Pen laughs and grabs my face in her hands and kisses my temple. “Brilliant,” she says.
“Really?”
“Really,” Nim says. “That might work.” The hope in his eyes is too much to take. I don’t tell him that if the people of Internment are as stubborn as we’re hoping, King Ingram may have gotten desperate and gone for the jugular. And there are only two things on Internment that could be taken from King Furlow that are of any value: his children. Prince Azure, and Princess Celeste. They may already be dead.
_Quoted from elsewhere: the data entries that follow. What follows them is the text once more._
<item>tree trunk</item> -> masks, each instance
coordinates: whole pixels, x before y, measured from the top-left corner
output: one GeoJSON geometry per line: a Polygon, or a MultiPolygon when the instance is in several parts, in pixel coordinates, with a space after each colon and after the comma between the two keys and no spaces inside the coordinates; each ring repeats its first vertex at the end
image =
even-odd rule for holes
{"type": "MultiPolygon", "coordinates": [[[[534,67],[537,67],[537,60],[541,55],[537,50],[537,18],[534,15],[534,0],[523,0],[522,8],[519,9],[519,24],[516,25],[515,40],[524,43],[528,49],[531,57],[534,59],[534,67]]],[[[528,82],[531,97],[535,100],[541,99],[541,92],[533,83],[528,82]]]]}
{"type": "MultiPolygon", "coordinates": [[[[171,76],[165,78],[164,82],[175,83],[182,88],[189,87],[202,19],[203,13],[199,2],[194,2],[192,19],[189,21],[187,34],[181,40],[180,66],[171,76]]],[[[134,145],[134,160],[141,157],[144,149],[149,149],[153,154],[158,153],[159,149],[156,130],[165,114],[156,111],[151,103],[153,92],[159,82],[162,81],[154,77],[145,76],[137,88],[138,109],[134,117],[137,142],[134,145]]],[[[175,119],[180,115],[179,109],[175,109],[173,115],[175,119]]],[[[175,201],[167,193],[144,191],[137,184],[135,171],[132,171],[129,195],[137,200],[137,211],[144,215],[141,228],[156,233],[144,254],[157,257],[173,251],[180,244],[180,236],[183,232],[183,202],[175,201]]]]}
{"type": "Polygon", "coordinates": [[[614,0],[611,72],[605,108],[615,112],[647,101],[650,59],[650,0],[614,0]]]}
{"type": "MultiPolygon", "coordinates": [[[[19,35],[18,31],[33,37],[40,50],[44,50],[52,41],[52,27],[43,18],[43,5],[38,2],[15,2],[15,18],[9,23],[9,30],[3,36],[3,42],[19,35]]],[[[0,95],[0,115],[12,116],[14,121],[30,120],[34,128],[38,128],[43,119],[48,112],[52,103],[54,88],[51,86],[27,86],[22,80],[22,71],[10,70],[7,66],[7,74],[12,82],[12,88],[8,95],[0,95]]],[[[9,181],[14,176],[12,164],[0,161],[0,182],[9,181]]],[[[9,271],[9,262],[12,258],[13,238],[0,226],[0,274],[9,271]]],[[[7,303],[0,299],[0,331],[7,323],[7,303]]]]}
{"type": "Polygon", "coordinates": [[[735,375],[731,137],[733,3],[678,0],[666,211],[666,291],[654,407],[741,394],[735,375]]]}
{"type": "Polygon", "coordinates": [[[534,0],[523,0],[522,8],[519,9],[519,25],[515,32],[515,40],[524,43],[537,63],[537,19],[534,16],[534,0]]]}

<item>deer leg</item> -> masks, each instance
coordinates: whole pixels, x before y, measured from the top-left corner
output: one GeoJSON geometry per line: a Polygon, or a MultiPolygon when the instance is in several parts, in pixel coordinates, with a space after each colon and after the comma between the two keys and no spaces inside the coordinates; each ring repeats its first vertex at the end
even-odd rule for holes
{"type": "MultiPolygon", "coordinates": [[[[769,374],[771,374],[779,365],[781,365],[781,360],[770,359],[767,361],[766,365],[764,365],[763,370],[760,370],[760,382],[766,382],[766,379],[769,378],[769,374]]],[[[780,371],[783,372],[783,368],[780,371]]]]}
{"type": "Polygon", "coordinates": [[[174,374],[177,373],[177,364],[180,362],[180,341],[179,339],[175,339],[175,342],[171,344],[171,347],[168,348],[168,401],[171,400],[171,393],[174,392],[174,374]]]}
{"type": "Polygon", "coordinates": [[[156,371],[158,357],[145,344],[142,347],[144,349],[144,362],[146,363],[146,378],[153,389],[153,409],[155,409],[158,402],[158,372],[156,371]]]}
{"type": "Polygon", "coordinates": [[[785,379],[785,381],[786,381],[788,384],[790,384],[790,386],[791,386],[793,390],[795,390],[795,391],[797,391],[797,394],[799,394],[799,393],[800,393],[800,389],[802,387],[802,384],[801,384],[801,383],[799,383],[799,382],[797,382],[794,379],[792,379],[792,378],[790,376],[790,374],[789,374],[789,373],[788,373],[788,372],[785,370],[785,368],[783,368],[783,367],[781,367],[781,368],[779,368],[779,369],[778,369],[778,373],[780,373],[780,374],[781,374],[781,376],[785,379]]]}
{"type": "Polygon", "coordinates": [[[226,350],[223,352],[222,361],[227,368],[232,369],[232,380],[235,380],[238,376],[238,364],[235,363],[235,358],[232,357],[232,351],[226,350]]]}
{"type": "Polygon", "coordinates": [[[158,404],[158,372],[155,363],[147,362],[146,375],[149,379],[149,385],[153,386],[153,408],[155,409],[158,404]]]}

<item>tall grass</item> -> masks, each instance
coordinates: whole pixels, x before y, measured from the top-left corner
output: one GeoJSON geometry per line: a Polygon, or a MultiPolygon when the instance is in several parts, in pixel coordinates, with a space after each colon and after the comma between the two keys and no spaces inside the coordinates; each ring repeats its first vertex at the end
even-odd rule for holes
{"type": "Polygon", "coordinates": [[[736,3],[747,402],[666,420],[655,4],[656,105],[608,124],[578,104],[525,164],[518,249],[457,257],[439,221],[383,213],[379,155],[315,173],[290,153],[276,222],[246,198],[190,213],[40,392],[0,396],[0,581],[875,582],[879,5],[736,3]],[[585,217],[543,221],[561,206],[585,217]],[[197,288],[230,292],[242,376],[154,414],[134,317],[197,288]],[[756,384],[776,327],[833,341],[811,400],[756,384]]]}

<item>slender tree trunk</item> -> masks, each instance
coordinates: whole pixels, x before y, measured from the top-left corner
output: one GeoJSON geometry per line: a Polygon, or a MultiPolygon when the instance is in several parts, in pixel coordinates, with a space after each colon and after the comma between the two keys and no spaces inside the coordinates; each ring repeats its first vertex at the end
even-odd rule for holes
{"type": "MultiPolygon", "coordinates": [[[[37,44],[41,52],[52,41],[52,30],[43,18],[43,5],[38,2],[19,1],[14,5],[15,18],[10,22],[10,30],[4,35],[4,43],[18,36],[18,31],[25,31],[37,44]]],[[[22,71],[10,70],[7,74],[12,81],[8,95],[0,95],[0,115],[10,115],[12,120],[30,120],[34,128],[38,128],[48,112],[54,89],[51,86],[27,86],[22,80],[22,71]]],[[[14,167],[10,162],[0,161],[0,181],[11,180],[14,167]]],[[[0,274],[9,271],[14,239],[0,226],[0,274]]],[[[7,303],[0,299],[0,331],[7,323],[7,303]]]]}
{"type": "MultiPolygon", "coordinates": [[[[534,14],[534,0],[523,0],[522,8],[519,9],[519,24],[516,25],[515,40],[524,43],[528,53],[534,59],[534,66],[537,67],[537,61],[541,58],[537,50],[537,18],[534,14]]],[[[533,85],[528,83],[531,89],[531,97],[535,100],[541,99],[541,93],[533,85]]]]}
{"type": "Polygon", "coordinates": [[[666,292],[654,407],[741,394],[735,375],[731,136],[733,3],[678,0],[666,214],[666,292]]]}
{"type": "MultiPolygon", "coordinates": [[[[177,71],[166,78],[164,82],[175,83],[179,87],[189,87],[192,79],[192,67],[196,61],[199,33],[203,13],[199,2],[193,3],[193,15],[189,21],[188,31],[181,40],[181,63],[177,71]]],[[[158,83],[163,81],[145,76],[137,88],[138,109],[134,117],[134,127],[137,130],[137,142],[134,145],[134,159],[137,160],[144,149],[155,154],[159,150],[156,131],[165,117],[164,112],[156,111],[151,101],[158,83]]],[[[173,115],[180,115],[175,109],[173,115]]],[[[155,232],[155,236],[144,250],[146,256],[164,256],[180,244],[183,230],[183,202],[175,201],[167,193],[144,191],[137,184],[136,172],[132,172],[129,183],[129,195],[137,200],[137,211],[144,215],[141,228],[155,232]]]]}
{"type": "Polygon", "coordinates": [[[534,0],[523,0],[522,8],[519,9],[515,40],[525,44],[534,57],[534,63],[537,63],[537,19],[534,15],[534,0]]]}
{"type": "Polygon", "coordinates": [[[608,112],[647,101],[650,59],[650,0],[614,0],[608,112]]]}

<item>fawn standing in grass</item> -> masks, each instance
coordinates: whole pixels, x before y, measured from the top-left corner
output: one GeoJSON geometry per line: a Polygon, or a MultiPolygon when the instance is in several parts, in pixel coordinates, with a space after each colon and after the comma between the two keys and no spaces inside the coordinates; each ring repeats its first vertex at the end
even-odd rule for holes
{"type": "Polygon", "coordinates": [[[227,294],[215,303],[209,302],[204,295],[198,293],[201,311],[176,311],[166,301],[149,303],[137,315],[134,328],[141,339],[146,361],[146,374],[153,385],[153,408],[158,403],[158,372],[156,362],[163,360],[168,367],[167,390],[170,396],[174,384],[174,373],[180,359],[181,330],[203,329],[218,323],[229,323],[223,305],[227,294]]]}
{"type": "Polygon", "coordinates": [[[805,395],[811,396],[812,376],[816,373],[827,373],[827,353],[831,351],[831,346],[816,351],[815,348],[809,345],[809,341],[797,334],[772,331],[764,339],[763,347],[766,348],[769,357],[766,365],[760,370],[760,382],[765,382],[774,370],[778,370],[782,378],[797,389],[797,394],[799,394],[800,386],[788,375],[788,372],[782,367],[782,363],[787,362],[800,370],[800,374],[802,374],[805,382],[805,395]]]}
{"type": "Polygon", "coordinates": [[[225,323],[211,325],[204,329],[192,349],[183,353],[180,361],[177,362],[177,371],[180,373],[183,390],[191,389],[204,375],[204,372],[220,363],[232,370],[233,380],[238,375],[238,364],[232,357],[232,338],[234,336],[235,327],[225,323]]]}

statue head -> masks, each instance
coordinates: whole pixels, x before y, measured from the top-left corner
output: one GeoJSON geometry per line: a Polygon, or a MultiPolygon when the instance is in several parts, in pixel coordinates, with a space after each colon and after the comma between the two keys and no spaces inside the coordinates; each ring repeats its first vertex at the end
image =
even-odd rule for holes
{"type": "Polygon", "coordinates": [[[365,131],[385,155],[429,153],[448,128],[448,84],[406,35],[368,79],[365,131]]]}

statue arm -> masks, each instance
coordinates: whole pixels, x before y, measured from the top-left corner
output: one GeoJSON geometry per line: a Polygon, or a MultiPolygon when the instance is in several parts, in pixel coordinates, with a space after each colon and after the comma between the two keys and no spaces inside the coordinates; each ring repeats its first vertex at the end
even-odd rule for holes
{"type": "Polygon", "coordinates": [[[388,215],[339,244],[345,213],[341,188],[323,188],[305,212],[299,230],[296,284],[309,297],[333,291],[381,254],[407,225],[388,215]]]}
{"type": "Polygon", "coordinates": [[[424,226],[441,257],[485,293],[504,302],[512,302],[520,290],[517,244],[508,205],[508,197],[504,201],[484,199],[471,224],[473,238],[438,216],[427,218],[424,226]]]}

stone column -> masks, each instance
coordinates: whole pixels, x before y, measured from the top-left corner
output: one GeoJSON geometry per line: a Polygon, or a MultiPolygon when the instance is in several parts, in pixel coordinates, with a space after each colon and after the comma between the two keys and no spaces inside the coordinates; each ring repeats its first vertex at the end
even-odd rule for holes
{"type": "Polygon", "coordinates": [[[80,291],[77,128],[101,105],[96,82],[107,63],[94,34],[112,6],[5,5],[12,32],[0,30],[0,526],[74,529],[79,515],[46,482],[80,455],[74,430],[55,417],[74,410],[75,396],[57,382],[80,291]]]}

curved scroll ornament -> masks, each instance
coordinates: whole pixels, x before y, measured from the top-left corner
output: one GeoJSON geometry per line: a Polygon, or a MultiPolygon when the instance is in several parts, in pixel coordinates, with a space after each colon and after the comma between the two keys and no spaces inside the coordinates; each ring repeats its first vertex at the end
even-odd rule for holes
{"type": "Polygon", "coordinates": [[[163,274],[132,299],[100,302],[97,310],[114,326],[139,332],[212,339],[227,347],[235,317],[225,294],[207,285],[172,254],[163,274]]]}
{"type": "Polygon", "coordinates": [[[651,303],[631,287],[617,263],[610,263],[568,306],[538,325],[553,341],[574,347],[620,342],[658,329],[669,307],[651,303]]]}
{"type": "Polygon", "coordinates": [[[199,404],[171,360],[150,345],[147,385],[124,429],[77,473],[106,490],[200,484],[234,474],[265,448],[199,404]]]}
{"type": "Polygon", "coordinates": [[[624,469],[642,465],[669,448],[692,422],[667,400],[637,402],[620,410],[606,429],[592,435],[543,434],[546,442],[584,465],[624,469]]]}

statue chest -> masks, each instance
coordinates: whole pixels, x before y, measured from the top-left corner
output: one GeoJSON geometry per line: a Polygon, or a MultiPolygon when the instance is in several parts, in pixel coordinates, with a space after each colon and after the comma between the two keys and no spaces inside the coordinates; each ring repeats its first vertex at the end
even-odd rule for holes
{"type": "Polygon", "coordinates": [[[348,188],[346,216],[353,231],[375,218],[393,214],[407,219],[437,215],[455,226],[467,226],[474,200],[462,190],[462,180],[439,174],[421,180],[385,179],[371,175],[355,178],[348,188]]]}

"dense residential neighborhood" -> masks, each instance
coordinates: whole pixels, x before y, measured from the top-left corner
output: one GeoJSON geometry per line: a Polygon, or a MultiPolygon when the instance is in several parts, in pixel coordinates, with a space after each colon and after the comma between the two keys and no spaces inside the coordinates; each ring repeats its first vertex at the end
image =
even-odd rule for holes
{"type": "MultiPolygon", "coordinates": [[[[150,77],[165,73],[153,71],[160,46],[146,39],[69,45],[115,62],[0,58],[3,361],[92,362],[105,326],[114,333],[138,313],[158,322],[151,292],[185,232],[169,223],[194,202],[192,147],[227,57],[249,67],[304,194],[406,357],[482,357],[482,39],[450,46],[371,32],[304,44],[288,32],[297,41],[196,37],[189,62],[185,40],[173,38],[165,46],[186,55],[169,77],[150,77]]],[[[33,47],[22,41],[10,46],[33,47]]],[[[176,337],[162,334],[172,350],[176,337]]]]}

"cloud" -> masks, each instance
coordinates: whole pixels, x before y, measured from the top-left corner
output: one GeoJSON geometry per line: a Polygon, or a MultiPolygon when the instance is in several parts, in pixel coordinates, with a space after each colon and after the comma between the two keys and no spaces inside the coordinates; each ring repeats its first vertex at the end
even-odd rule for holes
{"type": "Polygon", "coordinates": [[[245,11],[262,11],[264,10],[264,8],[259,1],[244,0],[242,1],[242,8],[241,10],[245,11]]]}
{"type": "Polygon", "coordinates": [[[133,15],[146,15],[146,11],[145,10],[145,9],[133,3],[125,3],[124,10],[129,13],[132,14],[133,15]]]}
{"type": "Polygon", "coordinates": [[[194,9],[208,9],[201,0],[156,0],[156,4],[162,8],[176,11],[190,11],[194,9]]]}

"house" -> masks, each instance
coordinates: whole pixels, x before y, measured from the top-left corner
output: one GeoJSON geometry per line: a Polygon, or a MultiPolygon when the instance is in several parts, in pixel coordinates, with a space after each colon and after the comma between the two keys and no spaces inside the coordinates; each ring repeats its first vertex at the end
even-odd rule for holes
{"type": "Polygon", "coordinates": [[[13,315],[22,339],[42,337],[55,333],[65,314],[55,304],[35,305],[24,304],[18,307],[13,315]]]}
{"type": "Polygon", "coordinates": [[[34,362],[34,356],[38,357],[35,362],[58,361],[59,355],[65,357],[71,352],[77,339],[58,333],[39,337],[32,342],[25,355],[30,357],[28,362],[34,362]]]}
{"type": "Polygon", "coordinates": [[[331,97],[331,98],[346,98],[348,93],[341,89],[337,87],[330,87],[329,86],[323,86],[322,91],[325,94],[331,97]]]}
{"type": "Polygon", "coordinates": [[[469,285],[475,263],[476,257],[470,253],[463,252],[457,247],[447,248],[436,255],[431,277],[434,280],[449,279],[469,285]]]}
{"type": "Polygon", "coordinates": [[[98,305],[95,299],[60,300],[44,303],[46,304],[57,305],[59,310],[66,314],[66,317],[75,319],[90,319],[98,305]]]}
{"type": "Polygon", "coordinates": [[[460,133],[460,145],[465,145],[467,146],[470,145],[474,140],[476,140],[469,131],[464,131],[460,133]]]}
Pen is not ready to divulge her findings to Thomas or the others, but she understands when I insist on telling Basil. If I’m going to attempt to return to Internment, he deserves to know.
In the morning I meet him in his room as everyone else is going to breakfast. I close the door behind me. We sit on his bed and I tell him everything in a hushed tone. Through it all, he doesn’t say a word, listening patiently to my eager, harried rambling.
When I get to the end, it takes all my willpower not to look away from him when I say, “And Pen and I want to convince King Ingram to send us back. If we make him think we’re on his side, and that we want to try to talk the engineers back home into helping him, we’re hoping he’ll go along with it.”
He is the first to break our gaze. He looks down at my hand as he covers it with his own and then he looks back at me. “When we were back home, your mind wandered toward the ground. But now that we’re on the ground, your mind wanders back home. Sometimes I think what you want is to be away from wherever it is you’re standing.”
“Maybe there’s some truth to that,” I admit.
“I think about home, too.” He speaks with great caution. “Not just my parents and Leland, but the life I had there. The sounds. The future I might have had.” He shakes his head. “It was enough for me, staying there. I didn’t mind it. But for as long as I can remember, there has been this current leading me away. You,” he says.